Gold prices have shaken many investors this week as the precious metal price fell from its record high of $2,075 to $1,863. The short selling of gold has made many investors reconsider their stance towards trading gold.
The gold price is on track to record its first weekly decline since June, and investors are asking themselves, do they need to worry about this?
Is Gold Price Trading Up Or Down?
Gold price is trading at $1,935 today, and it made a high of $2,075 on August 7th. The gold price made a low of $1,863 on August 12th, and ever since, the price has been unable to break above the critical resistance level of $2,000. This week, we have seen the most significant sell-off for the gold price, since 2013. The gold price is set to record its first weekly decline since June of this year, as shown in the trading chart below.
The price must break above the $2,000 price level and remain above this critical level for the bull rally to continue.
Are Gold Traders Nervous?
The sell-off in the gold price has got many gold lovers rethinking their investment strategies. The total known gold ETF holding is at a record high, but there is a minor indication of retracement, and this could be an initial sign of an easing in upward momentum.
However, it may be too soon to set this in stone, because we need more data to confirm that traders are not backing gold to the same extent that they were before.
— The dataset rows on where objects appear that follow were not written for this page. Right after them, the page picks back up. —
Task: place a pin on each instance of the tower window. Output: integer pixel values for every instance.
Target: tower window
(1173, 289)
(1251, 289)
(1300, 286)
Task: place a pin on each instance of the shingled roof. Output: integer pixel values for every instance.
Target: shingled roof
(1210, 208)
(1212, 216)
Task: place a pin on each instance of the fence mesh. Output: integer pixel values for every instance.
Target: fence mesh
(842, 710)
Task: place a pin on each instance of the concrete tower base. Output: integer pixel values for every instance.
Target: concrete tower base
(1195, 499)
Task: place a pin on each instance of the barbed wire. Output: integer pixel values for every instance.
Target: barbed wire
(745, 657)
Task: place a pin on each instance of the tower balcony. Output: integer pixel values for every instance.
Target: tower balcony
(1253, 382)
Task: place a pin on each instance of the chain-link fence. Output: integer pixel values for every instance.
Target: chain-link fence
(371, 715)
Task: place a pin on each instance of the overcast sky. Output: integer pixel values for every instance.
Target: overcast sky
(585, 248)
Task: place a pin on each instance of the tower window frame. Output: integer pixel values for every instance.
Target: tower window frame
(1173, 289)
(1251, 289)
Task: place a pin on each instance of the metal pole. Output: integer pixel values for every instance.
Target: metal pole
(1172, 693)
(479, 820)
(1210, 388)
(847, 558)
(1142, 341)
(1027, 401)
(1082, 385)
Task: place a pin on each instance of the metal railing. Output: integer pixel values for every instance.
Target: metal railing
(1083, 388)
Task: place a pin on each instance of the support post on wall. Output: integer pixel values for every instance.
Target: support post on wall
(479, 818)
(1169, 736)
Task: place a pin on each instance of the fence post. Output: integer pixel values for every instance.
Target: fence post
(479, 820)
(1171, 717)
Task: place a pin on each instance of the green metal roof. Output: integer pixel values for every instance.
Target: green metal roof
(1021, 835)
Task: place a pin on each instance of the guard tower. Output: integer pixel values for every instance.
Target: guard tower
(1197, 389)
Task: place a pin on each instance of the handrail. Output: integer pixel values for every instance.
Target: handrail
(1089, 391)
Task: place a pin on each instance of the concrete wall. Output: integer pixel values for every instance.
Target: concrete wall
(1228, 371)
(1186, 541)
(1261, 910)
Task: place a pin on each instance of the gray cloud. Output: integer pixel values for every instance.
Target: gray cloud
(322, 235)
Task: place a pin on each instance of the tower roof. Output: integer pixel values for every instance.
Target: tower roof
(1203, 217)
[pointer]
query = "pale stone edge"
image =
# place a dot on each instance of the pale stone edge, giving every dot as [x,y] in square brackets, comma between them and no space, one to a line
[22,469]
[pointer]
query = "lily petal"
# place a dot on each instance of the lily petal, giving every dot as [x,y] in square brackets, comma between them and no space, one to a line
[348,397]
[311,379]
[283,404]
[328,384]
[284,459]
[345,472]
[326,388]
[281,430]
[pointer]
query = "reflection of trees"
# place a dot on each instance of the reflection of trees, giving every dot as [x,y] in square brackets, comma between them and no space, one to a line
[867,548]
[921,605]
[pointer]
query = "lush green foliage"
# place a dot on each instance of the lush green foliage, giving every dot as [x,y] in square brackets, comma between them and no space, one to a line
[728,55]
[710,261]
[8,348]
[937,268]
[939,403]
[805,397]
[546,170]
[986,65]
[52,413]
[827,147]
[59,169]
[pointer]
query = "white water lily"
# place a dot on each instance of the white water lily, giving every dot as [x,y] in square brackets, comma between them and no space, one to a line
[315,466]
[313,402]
There is a degree of nervousness among gold traders.
What is the Overall Economy Saying?
The U.S. economy has shown some improvement in its labor markets, as fewer Americans are filing for Initial and Continuing Jobless Claims. However, this improvement in the U.S. labor market isn’t enough to shift the Fed’s narrative on their low-interest rate monetary policy—the main driver for the gold price. Regardless of the U.S. stock market’s strength, the conversation on the U.S. interest rate isn’t likely to change anytime soon, which means the gold price is expected to move higher.
What Are Pundits Saying About Gold Price?
Jeff Currie, Global Head of Commodities Research at Goldman Sachs Group, said that his company closed the buy recommendation for Silver. However, they are still keeping the buy recommendation open for gold.
The bank believes in the same argument, as mentioned before, that the interest rates in the U.S. aren’t likely to change any time soon. It is critical to say that when the sell-off began for the gold price back in 2012, it wasn’t due to the interest rates moving lower but mainly due to dovish monetary policy coming to an end. The Fed started to taper its asset purchase program, and this took the shine away from the precious metal.
The Bottom Line
It is unlikely to see the Fed easing off the gas pedal yet, but another few positive headlines for the U.S. economy may get the Fed thinking that it is time for them to scale back on their asset purchase program, and that could influence the gold price adversely.